Entry: June 29, 654 A.E.
Evening
The Confrontation
Kellogg was the Chief of Science Division for the Zarathustra Company, and he brought along Ernst Mallin, the chief Company psychologist. From the moment they arrived, I could tell something was wrong. Kellogg was too interested, too eager, asking all the right questions but with the wrong tone. And Mallin—Mallin had this tight, secretive face that told me he'd already made up his mind about something before he even saw the Fuzzies.They wanted to take the Fuzzies to Mallorysport, to study them "under laboratory conditions." I shut that down immediately.

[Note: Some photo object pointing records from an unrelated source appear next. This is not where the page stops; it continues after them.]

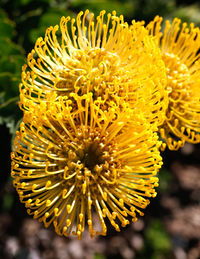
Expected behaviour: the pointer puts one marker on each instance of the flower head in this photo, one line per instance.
(69, 163)
(179, 46)
(104, 56)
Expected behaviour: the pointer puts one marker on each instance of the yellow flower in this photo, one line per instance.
(69, 163)
(105, 56)
(179, 46)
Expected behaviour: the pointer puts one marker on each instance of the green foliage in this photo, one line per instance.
(11, 61)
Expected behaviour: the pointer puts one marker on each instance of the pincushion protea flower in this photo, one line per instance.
(67, 164)
(105, 56)
(179, 46)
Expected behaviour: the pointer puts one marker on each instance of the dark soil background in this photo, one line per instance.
(171, 225)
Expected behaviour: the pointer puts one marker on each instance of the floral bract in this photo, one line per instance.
(179, 46)
(67, 164)
(104, 56)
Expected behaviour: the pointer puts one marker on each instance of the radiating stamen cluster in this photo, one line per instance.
(105, 56)
(67, 164)
(180, 52)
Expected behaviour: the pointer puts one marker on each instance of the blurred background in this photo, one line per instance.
(171, 225)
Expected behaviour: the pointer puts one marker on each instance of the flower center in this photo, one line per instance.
(90, 161)
(88, 70)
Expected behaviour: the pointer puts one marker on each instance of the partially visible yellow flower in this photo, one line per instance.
(104, 56)
(69, 163)
(179, 46)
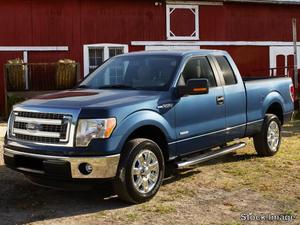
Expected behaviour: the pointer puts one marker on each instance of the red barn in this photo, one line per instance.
(257, 33)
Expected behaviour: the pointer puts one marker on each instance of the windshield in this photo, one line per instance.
(142, 72)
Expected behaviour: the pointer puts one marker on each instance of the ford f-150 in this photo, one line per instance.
(139, 113)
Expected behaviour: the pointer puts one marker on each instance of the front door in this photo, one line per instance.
(200, 119)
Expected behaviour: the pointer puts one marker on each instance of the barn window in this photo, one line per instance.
(96, 54)
(182, 22)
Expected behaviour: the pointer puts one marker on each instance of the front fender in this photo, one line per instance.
(144, 118)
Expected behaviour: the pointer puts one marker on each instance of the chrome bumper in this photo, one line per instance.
(103, 167)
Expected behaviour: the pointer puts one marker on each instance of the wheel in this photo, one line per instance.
(267, 142)
(140, 172)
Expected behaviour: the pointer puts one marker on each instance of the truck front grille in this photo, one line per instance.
(40, 127)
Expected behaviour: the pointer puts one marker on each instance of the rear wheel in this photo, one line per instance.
(140, 172)
(267, 142)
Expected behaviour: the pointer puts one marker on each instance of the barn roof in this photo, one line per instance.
(245, 1)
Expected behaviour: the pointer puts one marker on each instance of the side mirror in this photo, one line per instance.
(194, 87)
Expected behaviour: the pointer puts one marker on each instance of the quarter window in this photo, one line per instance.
(227, 71)
(96, 54)
(198, 68)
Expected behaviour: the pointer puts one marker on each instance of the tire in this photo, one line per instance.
(128, 184)
(268, 141)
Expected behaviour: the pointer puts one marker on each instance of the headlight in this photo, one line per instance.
(89, 129)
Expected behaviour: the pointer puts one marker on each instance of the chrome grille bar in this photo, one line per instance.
(37, 133)
(39, 127)
(38, 121)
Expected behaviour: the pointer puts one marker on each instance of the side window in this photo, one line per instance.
(227, 71)
(198, 68)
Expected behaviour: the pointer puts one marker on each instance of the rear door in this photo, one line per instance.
(200, 119)
(234, 97)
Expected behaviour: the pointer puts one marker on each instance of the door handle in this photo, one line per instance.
(220, 100)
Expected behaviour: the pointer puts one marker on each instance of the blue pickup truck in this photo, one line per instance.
(141, 112)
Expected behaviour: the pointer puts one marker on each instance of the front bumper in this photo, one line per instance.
(61, 167)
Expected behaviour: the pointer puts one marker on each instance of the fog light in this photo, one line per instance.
(85, 168)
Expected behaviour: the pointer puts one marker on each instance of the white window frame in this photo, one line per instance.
(168, 22)
(105, 47)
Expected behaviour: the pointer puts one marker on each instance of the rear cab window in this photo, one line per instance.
(196, 68)
(227, 71)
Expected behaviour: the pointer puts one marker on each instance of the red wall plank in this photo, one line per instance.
(248, 22)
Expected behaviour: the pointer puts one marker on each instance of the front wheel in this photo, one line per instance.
(140, 172)
(267, 142)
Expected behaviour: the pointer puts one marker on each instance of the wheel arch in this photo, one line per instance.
(274, 104)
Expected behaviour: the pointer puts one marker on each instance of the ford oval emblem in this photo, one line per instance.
(32, 127)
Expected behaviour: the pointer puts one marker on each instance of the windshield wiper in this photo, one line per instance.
(117, 86)
(83, 86)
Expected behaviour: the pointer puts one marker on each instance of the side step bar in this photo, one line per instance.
(210, 155)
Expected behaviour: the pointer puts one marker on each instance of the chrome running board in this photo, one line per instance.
(209, 155)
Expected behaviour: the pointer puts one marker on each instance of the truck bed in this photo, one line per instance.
(258, 90)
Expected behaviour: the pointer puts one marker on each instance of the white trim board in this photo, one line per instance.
(213, 43)
(32, 48)
(194, 3)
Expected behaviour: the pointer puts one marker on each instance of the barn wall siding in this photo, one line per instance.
(75, 23)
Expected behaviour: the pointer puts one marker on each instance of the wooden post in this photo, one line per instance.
(5, 92)
(295, 53)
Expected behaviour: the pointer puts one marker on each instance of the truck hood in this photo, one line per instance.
(91, 98)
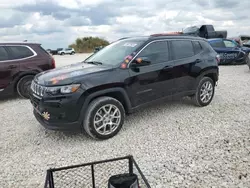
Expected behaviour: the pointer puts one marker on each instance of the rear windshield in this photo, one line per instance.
(43, 50)
(115, 53)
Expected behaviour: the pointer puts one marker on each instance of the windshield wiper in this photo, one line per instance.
(93, 62)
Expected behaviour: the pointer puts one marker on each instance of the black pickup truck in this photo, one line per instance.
(205, 31)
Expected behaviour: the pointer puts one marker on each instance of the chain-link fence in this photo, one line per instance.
(93, 175)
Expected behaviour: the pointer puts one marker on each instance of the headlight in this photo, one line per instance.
(63, 89)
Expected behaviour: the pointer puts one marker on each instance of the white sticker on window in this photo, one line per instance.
(130, 44)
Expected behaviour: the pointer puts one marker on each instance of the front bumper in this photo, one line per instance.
(60, 113)
(73, 126)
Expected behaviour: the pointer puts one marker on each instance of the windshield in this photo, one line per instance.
(115, 53)
(190, 29)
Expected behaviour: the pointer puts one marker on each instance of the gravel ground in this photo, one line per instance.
(176, 144)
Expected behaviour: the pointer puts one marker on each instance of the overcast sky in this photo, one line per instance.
(57, 23)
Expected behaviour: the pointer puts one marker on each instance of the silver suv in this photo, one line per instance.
(64, 51)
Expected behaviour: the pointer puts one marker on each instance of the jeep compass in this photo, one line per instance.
(96, 94)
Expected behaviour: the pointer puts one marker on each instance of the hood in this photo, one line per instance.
(68, 74)
(245, 49)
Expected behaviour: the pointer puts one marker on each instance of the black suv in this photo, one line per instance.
(128, 74)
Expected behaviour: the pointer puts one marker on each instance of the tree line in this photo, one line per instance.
(88, 44)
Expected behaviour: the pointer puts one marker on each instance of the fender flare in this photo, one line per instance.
(19, 76)
(93, 95)
(208, 71)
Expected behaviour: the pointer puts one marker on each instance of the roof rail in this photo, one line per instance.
(166, 34)
(124, 38)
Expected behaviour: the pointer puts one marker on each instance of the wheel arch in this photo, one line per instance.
(20, 76)
(118, 93)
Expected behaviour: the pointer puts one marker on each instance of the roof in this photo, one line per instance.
(214, 39)
(177, 36)
(160, 36)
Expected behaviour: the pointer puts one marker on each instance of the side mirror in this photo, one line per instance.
(142, 61)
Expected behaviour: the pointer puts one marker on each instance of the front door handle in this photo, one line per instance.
(198, 60)
(12, 66)
(168, 67)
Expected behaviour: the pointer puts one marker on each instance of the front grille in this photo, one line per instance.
(38, 89)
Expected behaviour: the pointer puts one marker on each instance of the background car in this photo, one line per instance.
(205, 31)
(19, 63)
(247, 44)
(230, 51)
(98, 49)
(242, 39)
(64, 51)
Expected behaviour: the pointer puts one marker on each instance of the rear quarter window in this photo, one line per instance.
(182, 49)
(217, 44)
(19, 52)
(3, 54)
(197, 47)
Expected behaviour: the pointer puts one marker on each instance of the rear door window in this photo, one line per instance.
(197, 47)
(182, 49)
(19, 52)
(217, 44)
(3, 54)
(229, 44)
(157, 52)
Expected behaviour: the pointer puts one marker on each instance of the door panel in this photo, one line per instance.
(184, 59)
(151, 82)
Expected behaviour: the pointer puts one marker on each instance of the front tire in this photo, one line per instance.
(204, 92)
(104, 118)
(23, 86)
(247, 61)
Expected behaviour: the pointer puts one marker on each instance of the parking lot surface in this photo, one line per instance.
(175, 143)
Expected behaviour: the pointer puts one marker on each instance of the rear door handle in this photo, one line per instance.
(12, 66)
(198, 60)
(168, 67)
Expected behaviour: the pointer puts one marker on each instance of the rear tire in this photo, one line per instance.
(104, 118)
(248, 62)
(23, 86)
(204, 92)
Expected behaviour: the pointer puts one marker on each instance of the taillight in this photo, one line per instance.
(218, 58)
(53, 63)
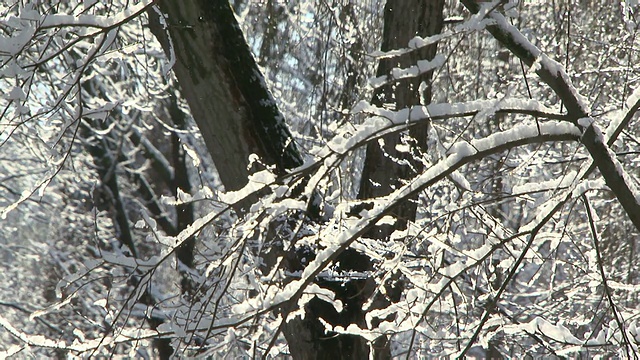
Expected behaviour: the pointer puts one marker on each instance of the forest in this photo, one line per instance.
(319, 179)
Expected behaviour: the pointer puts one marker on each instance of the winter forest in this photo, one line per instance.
(319, 179)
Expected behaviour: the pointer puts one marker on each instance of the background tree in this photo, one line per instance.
(523, 179)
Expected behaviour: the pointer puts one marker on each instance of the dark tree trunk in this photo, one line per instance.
(237, 117)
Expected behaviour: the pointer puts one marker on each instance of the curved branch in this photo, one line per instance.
(553, 74)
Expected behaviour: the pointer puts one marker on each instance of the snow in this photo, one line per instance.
(422, 66)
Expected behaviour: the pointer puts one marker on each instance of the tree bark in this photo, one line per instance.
(225, 90)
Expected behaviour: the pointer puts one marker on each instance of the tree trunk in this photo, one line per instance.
(225, 90)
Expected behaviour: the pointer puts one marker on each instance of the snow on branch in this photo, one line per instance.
(553, 74)
(335, 240)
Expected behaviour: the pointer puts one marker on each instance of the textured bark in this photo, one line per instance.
(237, 117)
(554, 75)
(224, 88)
(404, 19)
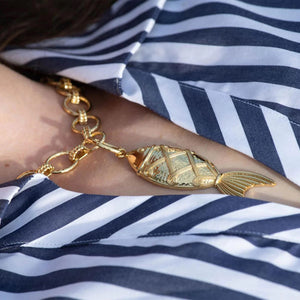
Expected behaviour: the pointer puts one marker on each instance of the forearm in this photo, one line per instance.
(34, 126)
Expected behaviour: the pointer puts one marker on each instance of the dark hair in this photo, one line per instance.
(29, 21)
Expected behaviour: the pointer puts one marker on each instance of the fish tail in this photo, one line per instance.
(238, 182)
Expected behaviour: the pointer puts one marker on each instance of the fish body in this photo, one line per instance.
(173, 167)
(183, 169)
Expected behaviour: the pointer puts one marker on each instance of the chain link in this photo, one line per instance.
(93, 138)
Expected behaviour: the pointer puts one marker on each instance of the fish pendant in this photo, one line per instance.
(176, 168)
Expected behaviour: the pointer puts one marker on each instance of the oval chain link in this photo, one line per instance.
(93, 139)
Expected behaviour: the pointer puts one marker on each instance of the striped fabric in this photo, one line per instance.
(226, 70)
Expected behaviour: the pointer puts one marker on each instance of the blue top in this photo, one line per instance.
(227, 70)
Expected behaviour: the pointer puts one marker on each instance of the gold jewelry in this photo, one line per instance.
(166, 166)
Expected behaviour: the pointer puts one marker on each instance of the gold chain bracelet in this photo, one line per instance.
(165, 166)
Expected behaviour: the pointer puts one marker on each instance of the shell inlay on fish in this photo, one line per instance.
(183, 169)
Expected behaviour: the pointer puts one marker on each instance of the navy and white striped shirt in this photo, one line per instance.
(228, 70)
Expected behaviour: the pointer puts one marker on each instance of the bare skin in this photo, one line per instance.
(34, 126)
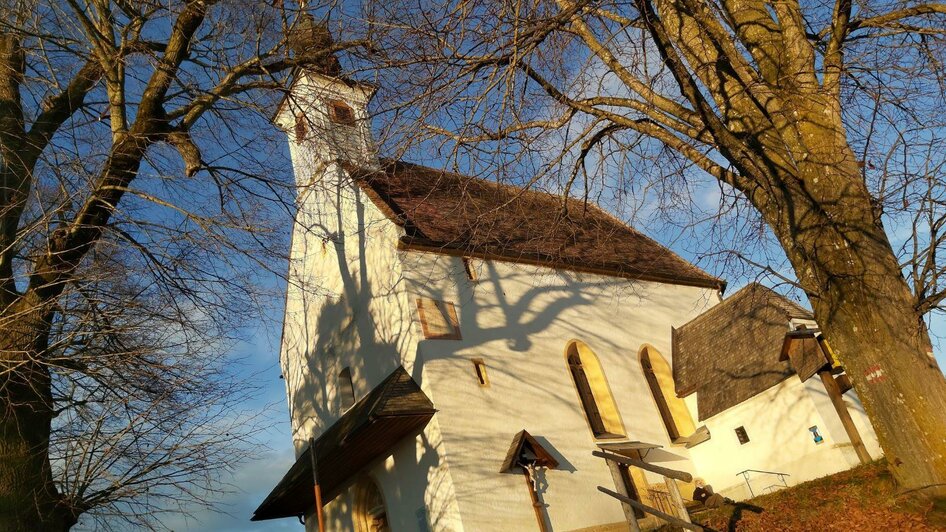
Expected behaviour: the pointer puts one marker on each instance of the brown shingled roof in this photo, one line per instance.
(451, 213)
(731, 352)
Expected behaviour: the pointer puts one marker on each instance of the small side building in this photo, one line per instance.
(759, 375)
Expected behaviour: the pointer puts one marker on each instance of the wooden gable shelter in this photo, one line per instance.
(395, 409)
(732, 352)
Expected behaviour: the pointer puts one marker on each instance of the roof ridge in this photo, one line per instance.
(518, 223)
(591, 203)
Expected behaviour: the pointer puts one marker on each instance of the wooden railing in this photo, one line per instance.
(669, 475)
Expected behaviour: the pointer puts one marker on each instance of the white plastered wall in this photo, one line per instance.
(346, 307)
(777, 422)
(519, 319)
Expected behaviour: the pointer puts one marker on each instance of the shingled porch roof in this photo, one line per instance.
(395, 409)
(732, 352)
(450, 213)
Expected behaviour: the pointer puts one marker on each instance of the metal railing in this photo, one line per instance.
(779, 476)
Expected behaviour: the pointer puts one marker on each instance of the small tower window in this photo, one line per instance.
(346, 389)
(341, 113)
(301, 128)
(479, 367)
(469, 268)
(742, 435)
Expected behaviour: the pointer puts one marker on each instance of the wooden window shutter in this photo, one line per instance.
(438, 319)
(662, 407)
(587, 397)
(742, 435)
(480, 368)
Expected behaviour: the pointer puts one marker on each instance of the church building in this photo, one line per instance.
(464, 355)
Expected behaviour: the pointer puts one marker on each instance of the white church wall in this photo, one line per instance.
(346, 307)
(777, 422)
(833, 427)
(518, 319)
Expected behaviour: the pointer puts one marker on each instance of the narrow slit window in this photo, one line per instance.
(742, 435)
(479, 367)
(340, 113)
(438, 319)
(346, 389)
(301, 128)
(469, 269)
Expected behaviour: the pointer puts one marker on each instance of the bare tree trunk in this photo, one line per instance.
(28, 496)
(881, 341)
(835, 240)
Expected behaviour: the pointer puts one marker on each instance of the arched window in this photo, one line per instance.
(593, 391)
(346, 389)
(673, 410)
(370, 514)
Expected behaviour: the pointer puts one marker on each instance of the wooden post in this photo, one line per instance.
(632, 524)
(677, 499)
(834, 393)
(536, 504)
(315, 485)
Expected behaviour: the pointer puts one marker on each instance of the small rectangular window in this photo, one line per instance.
(480, 368)
(340, 113)
(438, 319)
(741, 434)
(346, 389)
(301, 128)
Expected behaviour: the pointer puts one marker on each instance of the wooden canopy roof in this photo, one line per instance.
(444, 212)
(393, 410)
(522, 442)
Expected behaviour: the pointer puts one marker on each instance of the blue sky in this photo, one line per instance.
(252, 481)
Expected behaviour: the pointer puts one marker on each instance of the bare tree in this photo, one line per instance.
(824, 119)
(136, 203)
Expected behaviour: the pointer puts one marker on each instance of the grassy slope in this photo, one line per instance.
(863, 498)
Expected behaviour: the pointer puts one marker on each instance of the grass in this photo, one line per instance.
(863, 498)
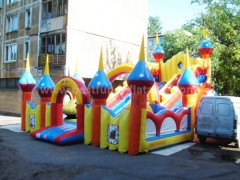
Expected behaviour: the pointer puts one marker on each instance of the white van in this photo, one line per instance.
(218, 117)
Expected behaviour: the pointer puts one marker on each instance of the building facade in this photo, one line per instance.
(69, 32)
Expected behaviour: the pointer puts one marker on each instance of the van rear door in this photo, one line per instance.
(206, 121)
(224, 118)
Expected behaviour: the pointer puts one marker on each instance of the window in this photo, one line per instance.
(54, 8)
(62, 7)
(11, 53)
(47, 10)
(12, 23)
(26, 49)
(11, 1)
(53, 44)
(28, 18)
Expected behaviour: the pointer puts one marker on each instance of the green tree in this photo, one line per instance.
(222, 19)
(178, 40)
(154, 25)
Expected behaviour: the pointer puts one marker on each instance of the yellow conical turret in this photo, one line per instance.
(27, 64)
(46, 71)
(142, 52)
(157, 41)
(100, 65)
(188, 62)
(205, 32)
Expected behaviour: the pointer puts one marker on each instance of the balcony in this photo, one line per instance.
(55, 60)
(53, 24)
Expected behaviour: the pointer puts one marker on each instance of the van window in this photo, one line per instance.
(207, 108)
(223, 109)
(237, 110)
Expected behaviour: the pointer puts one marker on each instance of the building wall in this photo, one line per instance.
(15, 69)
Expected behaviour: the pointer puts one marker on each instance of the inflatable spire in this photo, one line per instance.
(99, 88)
(158, 52)
(188, 84)
(140, 81)
(26, 83)
(206, 46)
(45, 88)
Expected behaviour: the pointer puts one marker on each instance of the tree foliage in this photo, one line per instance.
(154, 25)
(222, 19)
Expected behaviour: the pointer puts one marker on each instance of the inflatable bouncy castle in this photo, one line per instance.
(155, 107)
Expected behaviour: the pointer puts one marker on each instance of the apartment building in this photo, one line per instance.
(68, 31)
(151, 43)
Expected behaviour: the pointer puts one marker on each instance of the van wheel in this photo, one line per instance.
(202, 139)
(237, 143)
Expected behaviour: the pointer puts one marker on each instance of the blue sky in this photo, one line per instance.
(173, 13)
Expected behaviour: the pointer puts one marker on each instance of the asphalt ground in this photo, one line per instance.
(22, 157)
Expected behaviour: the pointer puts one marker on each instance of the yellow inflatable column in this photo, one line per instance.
(87, 124)
(123, 131)
(105, 119)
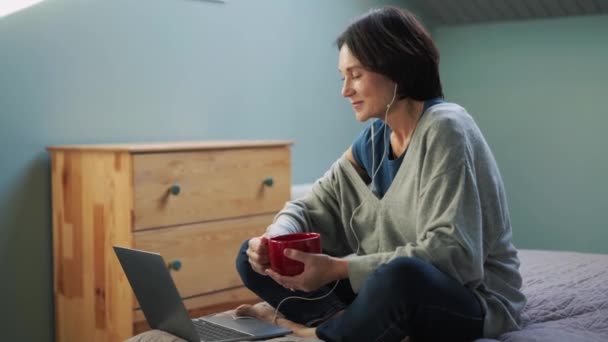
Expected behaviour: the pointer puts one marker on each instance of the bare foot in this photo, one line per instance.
(263, 311)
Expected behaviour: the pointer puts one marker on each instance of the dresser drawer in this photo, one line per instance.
(186, 187)
(206, 251)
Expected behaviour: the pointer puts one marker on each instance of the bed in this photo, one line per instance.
(567, 300)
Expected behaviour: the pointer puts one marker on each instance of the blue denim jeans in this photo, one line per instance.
(405, 297)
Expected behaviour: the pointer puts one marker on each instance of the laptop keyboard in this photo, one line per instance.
(208, 331)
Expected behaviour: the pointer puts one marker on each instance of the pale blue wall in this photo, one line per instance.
(90, 71)
(538, 91)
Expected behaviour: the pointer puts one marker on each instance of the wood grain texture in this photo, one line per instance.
(173, 146)
(207, 251)
(94, 192)
(214, 185)
(88, 283)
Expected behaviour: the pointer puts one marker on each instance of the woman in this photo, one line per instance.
(414, 219)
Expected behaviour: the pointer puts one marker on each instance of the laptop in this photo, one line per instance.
(164, 310)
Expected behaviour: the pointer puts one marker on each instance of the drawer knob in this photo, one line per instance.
(175, 265)
(268, 181)
(175, 189)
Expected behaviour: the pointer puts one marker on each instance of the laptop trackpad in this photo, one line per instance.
(248, 325)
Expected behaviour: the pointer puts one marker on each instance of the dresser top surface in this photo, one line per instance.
(172, 146)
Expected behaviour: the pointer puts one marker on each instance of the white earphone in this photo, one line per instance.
(350, 223)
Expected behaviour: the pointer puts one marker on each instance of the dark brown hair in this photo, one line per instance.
(392, 42)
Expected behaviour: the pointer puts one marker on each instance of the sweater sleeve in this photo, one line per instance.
(450, 232)
(319, 211)
(449, 215)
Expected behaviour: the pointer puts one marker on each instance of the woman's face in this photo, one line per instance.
(368, 92)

These aren't laboratory animals. They're my family now, and they're staying with me unless they choose otherwise.
The tension was thick. I could see Kellogg and Mallin exchanging glances. They were scared—not of the Fuzzies, but of what the Fuzzies represented. The end of the Company's grip on Zarathustra.
That night, Gerd van Riebeek came to me privately. He'd quit the Company. He told me that Kellogg had found an old Fuzzy grave site while they were out exploring. Instead of being excited about proof of Fuzzy sapience, Kellogg had immediately started talking about how to suppress the information. The Company couldn't afford to let the Fuzzies be recognized as sapient beings.
"They're going to fight this, Jack," Gerd warned me. "They're going to fight it with everything they have."